The Office of the Comptroller of the Currency (OCC) on Monday proposed a new rule that would identify the “true lender” of a loan as the bank that “is named as the lender in the loan agreement” or “funds the loan.”

Several provisions of federal banking law grant banks the authority to make loans, but “none describes how to determine when a bank has, in fact, exercised this authority, and when, by contrast, the bank’s relationship partner has made the loan,” the OCC said in its proposal. At the moment, this ambiguity leaves it up to courts to determine the true lender when loans, sold by their original lender, end up in legal disputes.

“If the bank makes the loan in the context of a relationship with a third party, the OCC ensures that the bank has instituted appropriate safeguards to manage the associated risks,” the proposal said. “In contrast, if a third party makes a loan as part of a relationship with a bank, the OCC is not the prudential regulator of the lending activity, though it still assesses the bank’s third-party risk management in connection with the relationship itself.”

Banks enter into relationships with third parties to gain access to affordable credit, the OCC said, but may become reluctant to do so if this ambiguity in federal banking law is not clarified.

“This uncertainty may discourage banks and third parties from entering into relationships, limit competition, and chill the innovation that results from these partnerships—all of which may restrict access to affordable credit,” the OCC said in a press release.

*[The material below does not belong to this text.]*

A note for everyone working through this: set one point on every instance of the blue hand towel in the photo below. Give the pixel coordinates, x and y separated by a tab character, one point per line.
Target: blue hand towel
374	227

The “true lender” proposal comes two months after the OCC finalized a workaround of a 2015 court decision, Madden v. Midland Funding, that limited banks’ ability to sell off loans.

“That rule clarified that a loan’s interest rate can remain legally intact even after the loan is acquired by a purchaser in a state with a lower rate cap,” according to a story in American Banker.

The OCC said the new proposal would “operate together” with its workaround of the Madden decision.

Comments on the rule proposal can be made until Sept. 3, 2020.